Most people start out asking someone they know. This might be folks like your:
• Family members like your parents
These are people that move through your daily life. I would also say this; don’t pre-judge people by their looks, the car they drive or the home they live in. You never know who has cash sitting in the bank. Wealthy people often live frugal lives. These folks may have no idea this type of opportunity exists unless you tell them. Here’s that word again; opportunity.
2. The next source of private money is other real estate investors. They are also a good source of seller financing.
You will find investors willing to loan money in every REIA across the country. This is just one of the many reasons to belong to your local REIA. Some of these investors loan money in addition to building their own rental portfolios.
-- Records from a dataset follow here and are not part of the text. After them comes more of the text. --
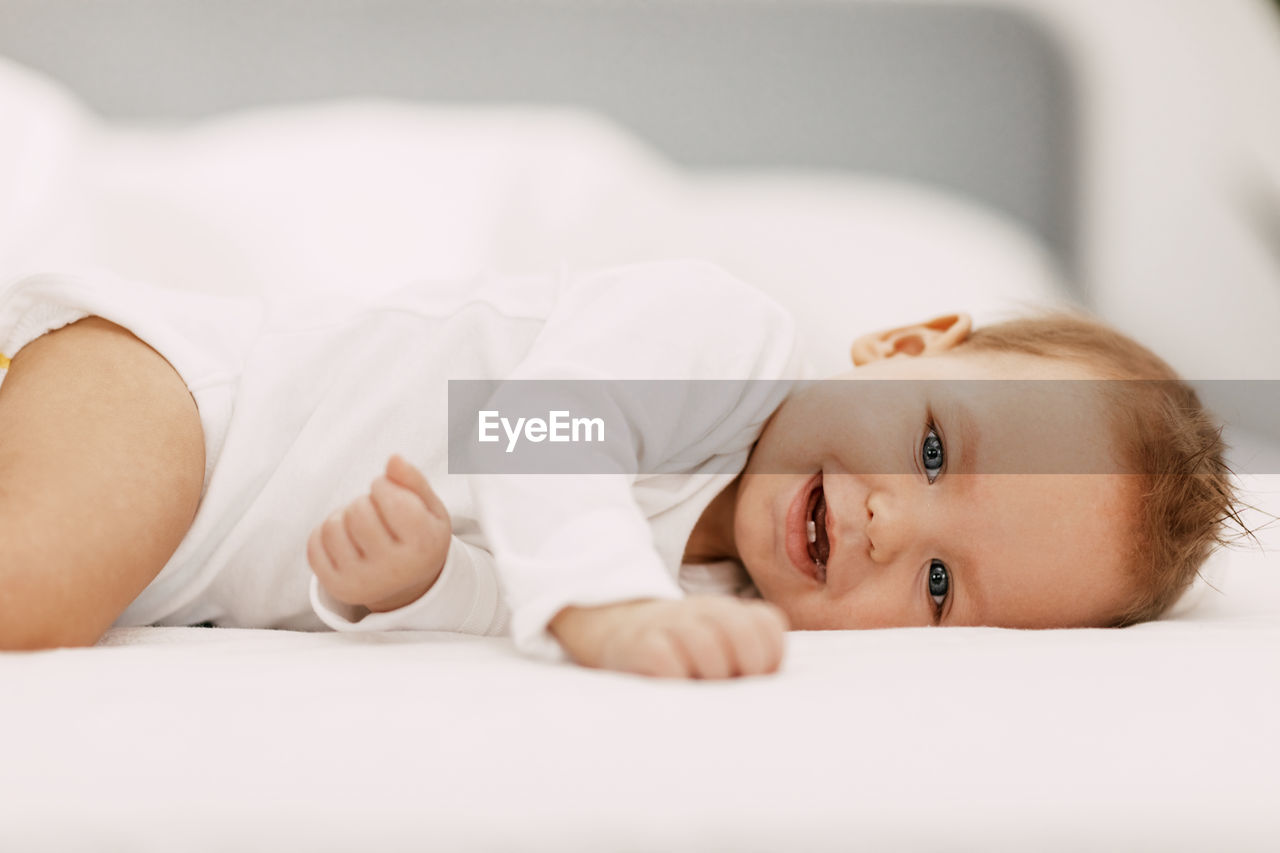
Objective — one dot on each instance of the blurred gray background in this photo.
(964, 96)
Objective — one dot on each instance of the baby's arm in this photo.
(387, 548)
(703, 637)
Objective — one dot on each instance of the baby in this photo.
(976, 527)
(929, 500)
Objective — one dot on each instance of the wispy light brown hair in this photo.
(1187, 498)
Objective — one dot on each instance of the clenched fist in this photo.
(702, 637)
(387, 548)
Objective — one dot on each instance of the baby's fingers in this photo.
(400, 471)
(739, 639)
(405, 514)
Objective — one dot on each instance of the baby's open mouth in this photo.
(819, 546)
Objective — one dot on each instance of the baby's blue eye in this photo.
(940, 583)
(932, 455)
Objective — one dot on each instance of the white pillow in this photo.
(44, 129)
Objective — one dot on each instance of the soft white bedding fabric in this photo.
(1159, 737)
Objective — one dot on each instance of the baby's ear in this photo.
(931, 337)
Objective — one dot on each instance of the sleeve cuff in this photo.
(465, 598)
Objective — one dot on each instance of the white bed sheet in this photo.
(1157, 737)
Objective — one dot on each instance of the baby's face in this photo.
(910, 536)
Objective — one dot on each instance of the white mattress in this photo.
(1157, 737)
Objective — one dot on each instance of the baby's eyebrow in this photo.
(968, 432)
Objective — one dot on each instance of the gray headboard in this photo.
(970, 97)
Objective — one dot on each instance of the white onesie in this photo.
(302, 401)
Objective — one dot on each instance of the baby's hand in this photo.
(703, 637)
(385, 548)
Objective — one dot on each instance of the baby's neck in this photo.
(712, 538)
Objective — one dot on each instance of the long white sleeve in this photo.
(465, 598)
(583, 539)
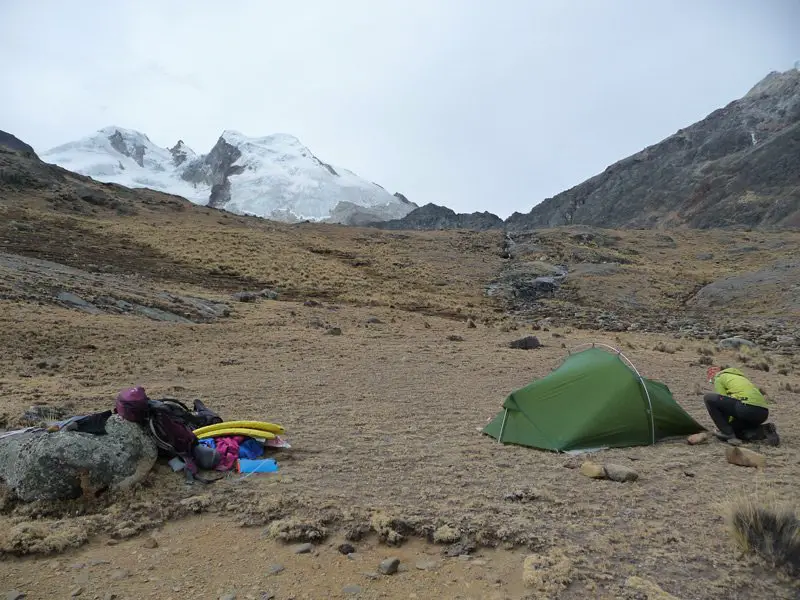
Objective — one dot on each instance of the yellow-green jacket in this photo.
(733, 383)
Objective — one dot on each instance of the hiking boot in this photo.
(772, 438)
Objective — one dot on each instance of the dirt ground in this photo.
(384, 421)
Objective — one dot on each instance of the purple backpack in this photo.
(133, 404)
(172, 434)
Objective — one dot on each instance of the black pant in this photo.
(745, 416)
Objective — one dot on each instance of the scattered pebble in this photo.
(303, 548)
(427, 565)
(346, 548)
(745, 458)
(389, 566)
(593, 470)
(620, 473)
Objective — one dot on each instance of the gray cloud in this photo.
(475, 104)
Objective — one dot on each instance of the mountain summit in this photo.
(274, 176)
(740, 166)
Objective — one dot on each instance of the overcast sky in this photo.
(474, 104)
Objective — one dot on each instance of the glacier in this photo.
(274, 176)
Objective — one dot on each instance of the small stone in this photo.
(303, 548)
(745, 458)
(346, 548)
(389, 566)
(427, 565)
(593, 470)
(620, 473)
(446, 535)
(698, 438)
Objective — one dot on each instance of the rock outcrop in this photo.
(66, 465)
(14, 143)
(740, 166)
(433, 216)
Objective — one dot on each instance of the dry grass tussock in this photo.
(767, 527)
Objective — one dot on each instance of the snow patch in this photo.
(274, 176)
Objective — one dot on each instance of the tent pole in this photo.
(502, 427)
(650, 406)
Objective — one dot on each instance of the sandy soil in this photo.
(384, 425)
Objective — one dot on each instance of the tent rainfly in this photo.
(594, 399)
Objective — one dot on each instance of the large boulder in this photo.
(37, 465)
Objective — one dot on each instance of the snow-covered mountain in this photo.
(274, 176)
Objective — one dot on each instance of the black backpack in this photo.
(172, 425)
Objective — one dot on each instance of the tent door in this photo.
(502, 427)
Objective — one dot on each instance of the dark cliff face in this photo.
(740, 166)
(14, 143)
(432, 216)
(214, 169)
(134, 151)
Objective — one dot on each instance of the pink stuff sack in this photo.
(133, 404)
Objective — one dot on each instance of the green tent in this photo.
(595, 399)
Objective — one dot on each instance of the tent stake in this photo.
(502, 427)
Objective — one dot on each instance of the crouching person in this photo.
(738, 408)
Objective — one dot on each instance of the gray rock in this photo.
(737, 166)
(58, 466)
(303, 548)
(735, 343)
(529, 342)
(351, 590)
(620, 473)
(78, 302)
(432, 216)
(346, 548)
(246, 296)
(389, 566)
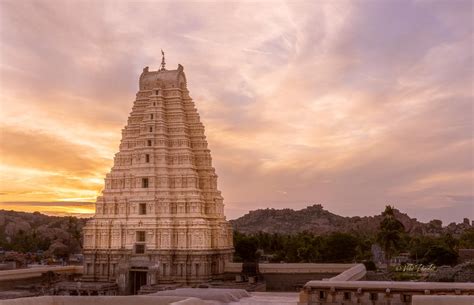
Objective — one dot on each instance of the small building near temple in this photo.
(160, 218)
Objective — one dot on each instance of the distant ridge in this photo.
(320, 221)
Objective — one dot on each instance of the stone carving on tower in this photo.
(160, 217)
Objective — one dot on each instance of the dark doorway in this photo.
(137, 280)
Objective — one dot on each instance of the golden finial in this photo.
(162, 60)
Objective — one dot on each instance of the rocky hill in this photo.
(318, 220)
(32, 232)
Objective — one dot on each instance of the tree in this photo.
(440, 255)
(390, 233)
(339, 248)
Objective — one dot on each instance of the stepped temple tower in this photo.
(160, 218)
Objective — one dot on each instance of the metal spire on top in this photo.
(162, 60)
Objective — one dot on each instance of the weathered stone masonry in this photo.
(160, 212)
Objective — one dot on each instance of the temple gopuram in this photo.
(160, 217)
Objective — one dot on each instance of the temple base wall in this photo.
(131, 271)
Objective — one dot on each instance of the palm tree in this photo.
(390, 233)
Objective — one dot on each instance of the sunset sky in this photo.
(349, 104)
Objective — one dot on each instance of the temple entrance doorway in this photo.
(137, 279)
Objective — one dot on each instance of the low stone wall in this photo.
(354, 273)
(125, 300)
(375, 293)
(443, 300)
(291, 277)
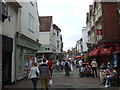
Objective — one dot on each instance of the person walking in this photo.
(67, 68)
(45, 75)
(94, 68)
(51, 65)
(80, 64)
(33, 75)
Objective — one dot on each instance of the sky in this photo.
(68, 15)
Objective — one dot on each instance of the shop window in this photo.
(30, 22)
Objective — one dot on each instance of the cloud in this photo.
(68, 15)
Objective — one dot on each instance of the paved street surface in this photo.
(61, 81)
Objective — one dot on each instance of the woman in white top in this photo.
(33, 76)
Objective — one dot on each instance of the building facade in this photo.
(46, 38)
(58, 40)
(20, 39)
(103, 30)
(85, 39)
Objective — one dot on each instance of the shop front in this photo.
(104, 52)
(7, 49)
(26, 50)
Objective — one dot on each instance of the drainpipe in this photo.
(18, 28)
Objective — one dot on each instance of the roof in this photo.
(56, 27)
(45, 23)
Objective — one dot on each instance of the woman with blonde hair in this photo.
(34, 74)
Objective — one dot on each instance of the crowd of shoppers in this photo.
(44, 70)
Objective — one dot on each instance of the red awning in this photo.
(91, 53)
(78, 56)
(106, 51)
(94, 52)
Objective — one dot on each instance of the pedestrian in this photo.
(81, 69)
(94, 68)
(33, 75)
(67, 68)
(109, 65)
(45, 75)
(51, 65)
(111, 74)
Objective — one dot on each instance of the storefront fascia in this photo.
(26, 49)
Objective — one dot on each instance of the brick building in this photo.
(103, 31)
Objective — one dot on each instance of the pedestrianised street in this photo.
(62, 81)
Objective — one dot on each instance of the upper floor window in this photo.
(30, 22)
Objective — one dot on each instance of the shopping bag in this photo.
(51, 83)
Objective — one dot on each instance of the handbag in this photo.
(37, 74)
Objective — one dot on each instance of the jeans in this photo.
(44, 82)
(34, 80)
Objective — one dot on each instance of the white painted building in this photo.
(79, 47)
(47, 38)
(58, 40)
(84, 39)
(20, 34)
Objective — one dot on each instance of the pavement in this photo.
(62, 81)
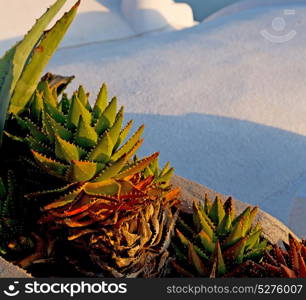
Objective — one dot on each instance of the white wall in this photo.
(204, 8)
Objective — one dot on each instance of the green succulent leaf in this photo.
(28, 80)
(65, 151)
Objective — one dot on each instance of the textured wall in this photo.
(203, 8)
It’s also common for investors to sell one of their own properties to finance the deal for you. Why would they be willing to sell you a property at a discount and loan you the money? The reason is that it’s good for them. They get rid of unwanted property, they will get a down payment in most cases, and in this process, they create an ongoing stream of passive income. It’s a win-win situation for everyone.
3. The last source of private money is individuals that have the cash they want to grow but would rather be lenders than landlords. They just don’t want the hassle of owning property. Or possibly, they own property, they have additional cash to invest, but they don’t really want to add more properties to their portfolio. Becoming a private lender is not only more attractive to them, but it’s also very lucrative.
Let’s recap. Here are 8 ways to close a deal in addition to using traditional investor friendly banks:
1. Wrap Mortgages
2. Buying “Subject-to” the existing mortgage
3. Seller Financing
4. Lease and Options (where you control the property)
5. Transactional funding
6. Hard Money Loans
7. Self-Directed IRA’s
8. Private money
I hope you have found this information helpful.
Remember that great deals aren't found, they are created!